2 In the foyer of this Edgewater condo, interior designer Sean Cowan and his partner, Eric Silverstrim, alternated two-inch stripes of semigloss black and flat charcoal paint on the walls, creating a glamorous backdrop for a white fiberglass Regency-style console.
3 In a cottage in Three Oaks, Michigan, interior designer Julia Edelmann took wainscoting all the way up to the ceiling and put baskets under a rustic turquoise bench to make the space homey and casual.
4 An entryway is a great place for an eye-catching work of art. In this North Side home, a painting by Jeff Kruse anchors the space and also provides a hint of the citrusy color scheme that brightens the rest of the house.
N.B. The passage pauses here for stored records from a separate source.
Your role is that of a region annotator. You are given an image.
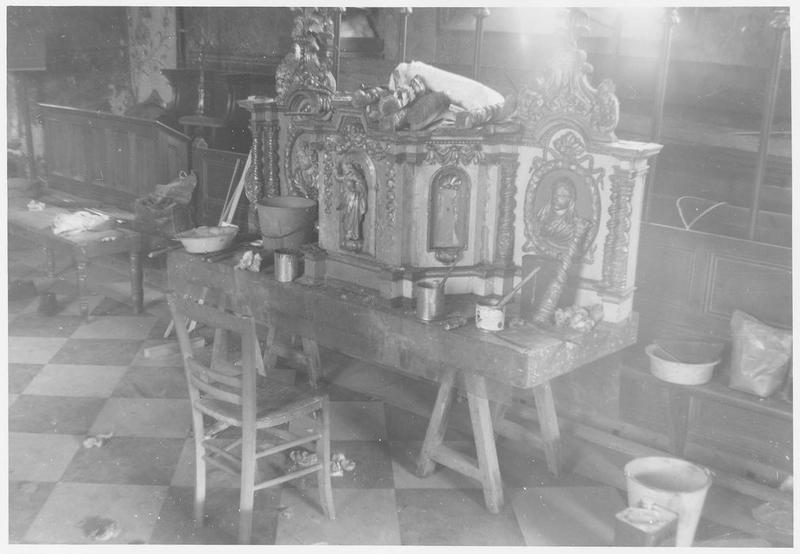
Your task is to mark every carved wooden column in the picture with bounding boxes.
[602,167,641,294]
[494,153,519,266]
[238,97,280,232]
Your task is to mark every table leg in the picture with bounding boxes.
[666,387,691,456]
[417,367,457,478]
[533,381,562,476]
[129,250,144,314]
[464,372,505,514]
[301,337,322,388]
[44,247,56,277]
[76,259,90,320]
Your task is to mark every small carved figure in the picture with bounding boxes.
[528,178,580,259]
[292,145,318,199]
[336,161,367,247]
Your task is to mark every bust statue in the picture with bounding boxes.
[526,177,579,259]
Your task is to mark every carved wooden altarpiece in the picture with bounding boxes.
[240,7,661,322]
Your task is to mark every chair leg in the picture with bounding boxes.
[262,326,278,373]
[317,399,335,520]
[192,413,207,528]
[238,426,257,544]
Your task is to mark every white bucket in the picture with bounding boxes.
[475,299,506,332]
[624,456,712,547]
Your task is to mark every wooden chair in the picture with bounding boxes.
[167,292,335,544]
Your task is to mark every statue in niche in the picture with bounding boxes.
[292,143,319,199]
[335,161,368,250]
[526,177,581,260]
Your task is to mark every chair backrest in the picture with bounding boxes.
[167,291,258,413]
Photography: (1–3) Nathan Kirkman; (4) Katrina Wittkamp
5 Talk about setting the tone for the rest of the home—a gallery-like entryway is a perfect introduction to the elegant mix of mid-century antiques, edgy art, and belle époque architectural detail that fills this Gold Coast apartment.
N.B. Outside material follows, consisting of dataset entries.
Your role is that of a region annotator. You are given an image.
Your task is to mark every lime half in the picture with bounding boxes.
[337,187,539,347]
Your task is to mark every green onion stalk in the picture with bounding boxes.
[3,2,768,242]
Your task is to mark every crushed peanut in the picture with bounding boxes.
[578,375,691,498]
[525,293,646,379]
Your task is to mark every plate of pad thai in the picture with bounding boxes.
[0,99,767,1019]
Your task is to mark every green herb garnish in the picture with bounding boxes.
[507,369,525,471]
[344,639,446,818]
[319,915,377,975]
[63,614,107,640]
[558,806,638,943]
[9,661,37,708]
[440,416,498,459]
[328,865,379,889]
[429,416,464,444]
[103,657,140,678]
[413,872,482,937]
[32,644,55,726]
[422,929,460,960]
6 Attractive storage is always a plus in an entryway—a place to stash everything from mail to mittens. Here, a four-drawer dresser works very well. Its large surface allows for an inviting tablescape with books, flowers, and other elements that say home.
7 It’s a foyer. It’s a bar. It’s a foyer and a bar. Why not make the most of the space? Framed pictures and memorabilia express personality; the owners of this house display hand-lettered and illustrated quotes by Dorothy Parker.
8 Sometimes all you need is one compelling piece of furniture, such as this Art Deco–inspired mirrored console, to make an entryway come to life. Another great idea: If expensive large-scale art is out of the question, hang a vintage map—it’s timeless, classy, and easy.